Maßnahmen zur Verbesserung der Rahmenbedingungen
Die SVR verfügt bereits über eine bestens ausgebaute Infrastruktur, allerdings besteht noch ein starker Nachholbedarf im Bereich Wohnungs- und Städtebau. Die Mieten und Grundstückspreise in Hongkong gehören zu den höchsten der Welt, aber nur knapp die Hälfte der Bevölkerung kann in staatlichen Apartments unterkommen.
In ihrer Regierungserklärung vom Ende November 2020 kündigte die Verwaltungschefin Carrie Lam eine deutliche Ausweitung des öffentlichen Wohnungsbaus an. So habe die Regierung Bauland identifiziert, auf dem mittelfristig 313.000 staatliche Apartments entstehen werden. Zusätzlich wollen die Verantwortlichen den Bau einer künstlichen Insel voranbringen, auf der Wohnraum für eine halbe Million Menschen entstehen soll. Die sogenannte Lantau Tomorrow Vision ist auf absehbare Sicht das ehrgeizigste Mega-Vorhaben der SVR.

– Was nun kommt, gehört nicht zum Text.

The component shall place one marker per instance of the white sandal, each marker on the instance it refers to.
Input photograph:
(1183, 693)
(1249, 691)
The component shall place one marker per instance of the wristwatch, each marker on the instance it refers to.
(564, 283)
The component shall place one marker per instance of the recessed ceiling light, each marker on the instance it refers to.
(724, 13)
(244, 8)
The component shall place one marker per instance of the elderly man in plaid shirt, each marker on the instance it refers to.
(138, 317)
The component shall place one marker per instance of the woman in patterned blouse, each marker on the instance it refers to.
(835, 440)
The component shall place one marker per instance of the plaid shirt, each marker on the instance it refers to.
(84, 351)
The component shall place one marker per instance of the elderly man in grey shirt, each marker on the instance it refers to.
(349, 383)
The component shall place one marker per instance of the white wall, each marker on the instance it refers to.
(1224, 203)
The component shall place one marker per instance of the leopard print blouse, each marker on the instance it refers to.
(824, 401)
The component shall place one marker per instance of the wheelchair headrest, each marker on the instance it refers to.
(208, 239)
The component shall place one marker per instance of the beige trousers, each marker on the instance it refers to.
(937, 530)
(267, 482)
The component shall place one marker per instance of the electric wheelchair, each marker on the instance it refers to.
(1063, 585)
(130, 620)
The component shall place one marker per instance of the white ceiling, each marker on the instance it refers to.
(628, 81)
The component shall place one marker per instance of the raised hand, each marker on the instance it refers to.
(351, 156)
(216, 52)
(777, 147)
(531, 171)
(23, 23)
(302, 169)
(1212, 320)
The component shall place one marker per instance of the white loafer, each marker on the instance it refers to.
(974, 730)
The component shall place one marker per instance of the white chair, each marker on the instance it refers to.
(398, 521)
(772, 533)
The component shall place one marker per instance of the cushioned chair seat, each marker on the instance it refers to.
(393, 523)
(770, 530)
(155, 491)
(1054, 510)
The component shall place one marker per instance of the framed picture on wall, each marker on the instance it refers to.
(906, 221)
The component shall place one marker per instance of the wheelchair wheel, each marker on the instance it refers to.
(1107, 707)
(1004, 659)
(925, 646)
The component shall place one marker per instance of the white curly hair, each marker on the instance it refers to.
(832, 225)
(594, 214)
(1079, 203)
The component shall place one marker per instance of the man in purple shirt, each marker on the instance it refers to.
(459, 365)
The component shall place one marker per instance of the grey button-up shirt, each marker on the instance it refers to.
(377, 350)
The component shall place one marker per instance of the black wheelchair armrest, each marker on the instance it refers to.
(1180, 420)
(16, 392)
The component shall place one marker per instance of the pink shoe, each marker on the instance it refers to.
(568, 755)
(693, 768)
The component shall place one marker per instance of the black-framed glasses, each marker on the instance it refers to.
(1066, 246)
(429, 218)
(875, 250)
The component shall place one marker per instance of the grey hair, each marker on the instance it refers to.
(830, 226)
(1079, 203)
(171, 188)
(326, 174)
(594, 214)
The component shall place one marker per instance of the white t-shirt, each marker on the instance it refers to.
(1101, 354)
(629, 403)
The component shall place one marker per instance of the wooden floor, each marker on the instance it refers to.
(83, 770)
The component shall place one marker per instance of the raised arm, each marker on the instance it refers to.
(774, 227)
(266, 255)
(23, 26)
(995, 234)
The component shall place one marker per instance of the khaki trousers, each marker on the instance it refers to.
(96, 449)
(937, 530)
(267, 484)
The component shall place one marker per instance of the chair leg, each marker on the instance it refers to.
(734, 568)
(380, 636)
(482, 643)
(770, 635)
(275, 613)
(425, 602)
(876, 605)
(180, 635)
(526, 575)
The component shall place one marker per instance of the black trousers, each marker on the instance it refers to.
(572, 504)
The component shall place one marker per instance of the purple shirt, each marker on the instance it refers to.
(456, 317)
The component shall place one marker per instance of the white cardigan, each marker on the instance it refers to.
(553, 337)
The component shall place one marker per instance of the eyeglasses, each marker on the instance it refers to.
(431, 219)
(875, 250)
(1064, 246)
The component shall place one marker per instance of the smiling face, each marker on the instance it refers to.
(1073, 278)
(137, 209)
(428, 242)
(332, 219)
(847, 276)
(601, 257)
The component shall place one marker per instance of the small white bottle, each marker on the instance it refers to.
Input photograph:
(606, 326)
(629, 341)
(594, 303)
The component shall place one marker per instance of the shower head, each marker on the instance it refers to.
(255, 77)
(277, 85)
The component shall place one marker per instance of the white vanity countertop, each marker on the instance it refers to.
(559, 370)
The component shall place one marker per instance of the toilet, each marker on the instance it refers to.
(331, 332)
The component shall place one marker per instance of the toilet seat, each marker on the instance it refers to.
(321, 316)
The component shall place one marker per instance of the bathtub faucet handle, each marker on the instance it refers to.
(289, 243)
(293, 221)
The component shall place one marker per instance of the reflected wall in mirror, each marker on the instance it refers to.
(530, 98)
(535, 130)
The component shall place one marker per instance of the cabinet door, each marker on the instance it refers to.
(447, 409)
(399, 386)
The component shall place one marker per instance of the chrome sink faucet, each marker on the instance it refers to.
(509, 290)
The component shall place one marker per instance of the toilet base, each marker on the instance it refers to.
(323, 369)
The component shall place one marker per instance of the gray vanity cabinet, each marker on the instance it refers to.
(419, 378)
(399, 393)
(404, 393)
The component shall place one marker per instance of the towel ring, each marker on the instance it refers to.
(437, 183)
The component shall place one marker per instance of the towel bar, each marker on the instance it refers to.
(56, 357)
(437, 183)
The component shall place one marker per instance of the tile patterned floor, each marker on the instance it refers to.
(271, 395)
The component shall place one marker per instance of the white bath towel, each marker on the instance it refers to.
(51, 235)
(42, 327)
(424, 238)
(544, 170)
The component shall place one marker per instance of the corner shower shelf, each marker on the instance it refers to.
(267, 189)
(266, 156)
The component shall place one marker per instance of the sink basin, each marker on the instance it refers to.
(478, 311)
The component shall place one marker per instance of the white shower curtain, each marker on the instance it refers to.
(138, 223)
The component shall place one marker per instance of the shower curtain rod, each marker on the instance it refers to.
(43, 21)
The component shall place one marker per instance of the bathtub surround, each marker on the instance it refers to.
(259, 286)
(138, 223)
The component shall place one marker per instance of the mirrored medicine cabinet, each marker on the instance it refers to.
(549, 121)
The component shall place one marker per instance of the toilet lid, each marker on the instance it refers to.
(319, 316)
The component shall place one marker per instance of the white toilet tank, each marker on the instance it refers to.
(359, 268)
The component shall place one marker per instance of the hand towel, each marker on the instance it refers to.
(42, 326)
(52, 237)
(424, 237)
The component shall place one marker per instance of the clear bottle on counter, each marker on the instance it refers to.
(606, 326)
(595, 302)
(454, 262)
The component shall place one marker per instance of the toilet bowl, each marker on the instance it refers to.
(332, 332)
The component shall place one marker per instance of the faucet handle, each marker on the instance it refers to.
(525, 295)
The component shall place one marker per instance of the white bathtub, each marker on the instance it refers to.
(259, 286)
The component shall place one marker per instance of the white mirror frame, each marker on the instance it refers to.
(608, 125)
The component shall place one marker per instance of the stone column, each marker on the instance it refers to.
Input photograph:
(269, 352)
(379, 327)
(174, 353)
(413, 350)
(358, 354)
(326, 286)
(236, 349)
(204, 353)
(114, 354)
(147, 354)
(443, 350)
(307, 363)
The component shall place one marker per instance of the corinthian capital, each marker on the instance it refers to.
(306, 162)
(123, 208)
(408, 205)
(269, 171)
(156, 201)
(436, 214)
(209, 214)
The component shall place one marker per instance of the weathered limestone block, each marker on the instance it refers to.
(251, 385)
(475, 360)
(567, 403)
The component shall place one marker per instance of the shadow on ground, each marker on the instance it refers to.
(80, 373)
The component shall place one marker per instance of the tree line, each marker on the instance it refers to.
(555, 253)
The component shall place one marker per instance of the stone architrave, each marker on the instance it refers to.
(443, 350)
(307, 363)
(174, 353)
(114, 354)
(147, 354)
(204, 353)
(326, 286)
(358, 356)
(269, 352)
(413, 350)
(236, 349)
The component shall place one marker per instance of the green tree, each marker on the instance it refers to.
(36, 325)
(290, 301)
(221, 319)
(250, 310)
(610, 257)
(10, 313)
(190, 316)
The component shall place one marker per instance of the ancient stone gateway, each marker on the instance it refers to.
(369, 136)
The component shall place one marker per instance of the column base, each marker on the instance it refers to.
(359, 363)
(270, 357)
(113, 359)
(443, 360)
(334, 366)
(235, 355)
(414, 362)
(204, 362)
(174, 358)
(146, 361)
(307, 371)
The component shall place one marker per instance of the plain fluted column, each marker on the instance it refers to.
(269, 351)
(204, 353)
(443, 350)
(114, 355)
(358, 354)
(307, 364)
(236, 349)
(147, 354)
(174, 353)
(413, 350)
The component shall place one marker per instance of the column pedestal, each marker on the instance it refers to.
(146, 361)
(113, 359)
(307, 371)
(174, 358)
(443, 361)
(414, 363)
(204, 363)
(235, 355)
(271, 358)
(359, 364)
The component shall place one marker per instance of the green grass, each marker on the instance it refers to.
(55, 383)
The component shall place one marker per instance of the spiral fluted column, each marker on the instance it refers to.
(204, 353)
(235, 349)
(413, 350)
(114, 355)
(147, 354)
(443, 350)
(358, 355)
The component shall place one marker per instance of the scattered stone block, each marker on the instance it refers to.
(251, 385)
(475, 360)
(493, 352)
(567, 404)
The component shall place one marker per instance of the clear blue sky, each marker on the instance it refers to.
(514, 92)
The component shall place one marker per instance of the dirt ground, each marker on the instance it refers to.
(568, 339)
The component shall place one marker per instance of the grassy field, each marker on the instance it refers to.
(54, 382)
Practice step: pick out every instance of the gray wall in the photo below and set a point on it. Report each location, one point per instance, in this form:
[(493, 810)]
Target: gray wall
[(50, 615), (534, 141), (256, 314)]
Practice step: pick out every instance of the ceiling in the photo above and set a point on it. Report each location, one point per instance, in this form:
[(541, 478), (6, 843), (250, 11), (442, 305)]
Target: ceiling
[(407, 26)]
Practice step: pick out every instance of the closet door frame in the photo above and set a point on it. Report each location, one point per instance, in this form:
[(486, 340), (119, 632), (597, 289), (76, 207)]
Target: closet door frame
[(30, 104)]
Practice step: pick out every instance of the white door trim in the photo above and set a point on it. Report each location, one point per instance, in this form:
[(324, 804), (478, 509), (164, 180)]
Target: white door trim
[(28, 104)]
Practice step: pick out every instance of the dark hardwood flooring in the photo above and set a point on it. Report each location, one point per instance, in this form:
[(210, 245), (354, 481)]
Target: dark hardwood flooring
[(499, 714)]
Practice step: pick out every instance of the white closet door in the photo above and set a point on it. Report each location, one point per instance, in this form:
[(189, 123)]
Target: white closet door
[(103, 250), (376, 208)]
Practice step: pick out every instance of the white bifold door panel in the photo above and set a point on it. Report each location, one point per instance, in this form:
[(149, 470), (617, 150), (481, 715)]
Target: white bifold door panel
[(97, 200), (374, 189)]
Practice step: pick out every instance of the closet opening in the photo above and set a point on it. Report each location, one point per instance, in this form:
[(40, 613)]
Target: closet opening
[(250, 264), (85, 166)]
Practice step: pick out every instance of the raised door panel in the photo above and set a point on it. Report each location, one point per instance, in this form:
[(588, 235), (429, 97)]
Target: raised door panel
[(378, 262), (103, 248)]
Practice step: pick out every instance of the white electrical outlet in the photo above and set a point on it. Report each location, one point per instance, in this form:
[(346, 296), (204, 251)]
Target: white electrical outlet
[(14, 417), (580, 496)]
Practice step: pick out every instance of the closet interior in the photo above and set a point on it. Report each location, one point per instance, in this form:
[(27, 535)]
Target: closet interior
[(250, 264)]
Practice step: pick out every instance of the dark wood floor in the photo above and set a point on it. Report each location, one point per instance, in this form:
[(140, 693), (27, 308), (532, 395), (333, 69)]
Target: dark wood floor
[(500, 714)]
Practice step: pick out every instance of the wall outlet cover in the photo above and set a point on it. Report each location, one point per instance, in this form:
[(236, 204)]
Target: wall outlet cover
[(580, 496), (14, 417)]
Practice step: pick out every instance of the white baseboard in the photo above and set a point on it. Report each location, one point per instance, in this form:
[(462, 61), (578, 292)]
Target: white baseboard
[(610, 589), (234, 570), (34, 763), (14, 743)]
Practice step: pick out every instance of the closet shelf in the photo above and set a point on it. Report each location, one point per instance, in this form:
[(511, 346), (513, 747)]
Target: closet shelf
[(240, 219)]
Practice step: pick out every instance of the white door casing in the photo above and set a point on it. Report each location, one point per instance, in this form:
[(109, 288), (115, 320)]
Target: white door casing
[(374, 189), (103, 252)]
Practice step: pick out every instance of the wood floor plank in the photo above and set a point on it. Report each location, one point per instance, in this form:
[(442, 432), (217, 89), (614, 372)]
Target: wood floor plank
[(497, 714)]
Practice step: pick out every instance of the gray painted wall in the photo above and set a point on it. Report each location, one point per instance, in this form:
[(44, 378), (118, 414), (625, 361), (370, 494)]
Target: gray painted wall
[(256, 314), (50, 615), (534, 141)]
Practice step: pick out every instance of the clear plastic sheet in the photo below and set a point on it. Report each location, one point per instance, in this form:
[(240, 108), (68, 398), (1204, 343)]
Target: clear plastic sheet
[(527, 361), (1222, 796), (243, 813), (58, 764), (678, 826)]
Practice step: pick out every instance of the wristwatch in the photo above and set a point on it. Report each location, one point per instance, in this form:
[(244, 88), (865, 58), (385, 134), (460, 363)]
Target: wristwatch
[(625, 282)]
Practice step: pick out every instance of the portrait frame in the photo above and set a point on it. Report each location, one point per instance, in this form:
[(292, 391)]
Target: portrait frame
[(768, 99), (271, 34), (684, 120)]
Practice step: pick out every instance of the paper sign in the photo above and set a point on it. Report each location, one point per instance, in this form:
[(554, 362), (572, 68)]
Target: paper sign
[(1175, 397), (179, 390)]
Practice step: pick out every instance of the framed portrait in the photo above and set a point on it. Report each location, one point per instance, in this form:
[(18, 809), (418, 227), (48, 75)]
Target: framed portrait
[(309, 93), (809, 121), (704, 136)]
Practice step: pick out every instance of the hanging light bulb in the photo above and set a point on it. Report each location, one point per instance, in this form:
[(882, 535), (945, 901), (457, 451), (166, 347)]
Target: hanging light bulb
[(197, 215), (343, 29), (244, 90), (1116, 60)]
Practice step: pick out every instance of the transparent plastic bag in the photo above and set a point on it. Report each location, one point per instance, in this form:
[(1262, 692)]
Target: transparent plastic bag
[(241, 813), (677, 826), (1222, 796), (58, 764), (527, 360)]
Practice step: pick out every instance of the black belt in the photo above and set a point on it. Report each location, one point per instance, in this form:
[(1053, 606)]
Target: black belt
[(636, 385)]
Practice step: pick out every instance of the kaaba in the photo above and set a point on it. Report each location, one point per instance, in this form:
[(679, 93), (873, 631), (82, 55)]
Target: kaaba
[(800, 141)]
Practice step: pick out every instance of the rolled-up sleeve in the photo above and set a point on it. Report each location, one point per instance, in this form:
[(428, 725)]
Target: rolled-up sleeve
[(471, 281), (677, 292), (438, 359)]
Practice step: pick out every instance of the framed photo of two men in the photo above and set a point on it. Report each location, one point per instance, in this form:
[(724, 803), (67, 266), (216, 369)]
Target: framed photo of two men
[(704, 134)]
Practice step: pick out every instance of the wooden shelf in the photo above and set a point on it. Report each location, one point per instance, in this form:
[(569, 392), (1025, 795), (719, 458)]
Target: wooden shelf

Zugang zu Fördermitteln für deutsche Firmen
Deutschen Unternehmen bringen die angekündigten Maßnahmen wenig. Sie konnten bis Ende November 2020 allerdings zumindest vom Kurzarbeitergeld profitieren, das wohlgemerkt an die Arbeitgeber ausgezahlt wurde.
Öffentliche Verschuldung erreicht Rekordwert
Das Hongkonger Finanzministerium geht davon aus, dass sich das Defizit im (am 31. März endenden) Fiskaljahr 2020/21 auf mindestens 39 Milliarden US$ belaufen wird. Dabei handelt es sich um einen Rekordwert. Der Staat muss allerdings keine Kredite aufnehmen, sondern kann auf seine finanziellen Rücklagen zurückgreifen. So besaß die SVR laut Angaben der Regierung Ende Juli 2020 Fiskalreserven in Höhe von 125 Milliarden US$, was in etwa einem Anteil von 37 Prozent vom BIP gleichkommt.
Die ehemalige britische Kolonie verfolgt traditionell eine konservative Fiskalpolitik. Die Ausgaben- und Einnahmenquoten sind denkbar gering. Außerdem will die Verwaltung nur einen kleinen Teil der staatlichen Finanzrücklagen für die Krisenpolitik einsetzen. Somit ist keine Verschuldungsproblematik gegeben. Größere Steuersenkungen sind nicht im Gespräch, weil die Steuersätze bereits auf einem sehr niedrigen Niveau verharren.
Immerhin hat die Regierung Ende November 2020 die doppelte Immobilientransaktionssteuer (Double Stamp Duty) für die gewerbliche Sparte abgeschafft. Sie war 2013 eingeführt worden, um eine Blasenbildung zu verhindern. Durch die Abschaffung sollen Mittelständler, die zur Begleichung von Verlusten Immobilien verkaufen, entlastet werden.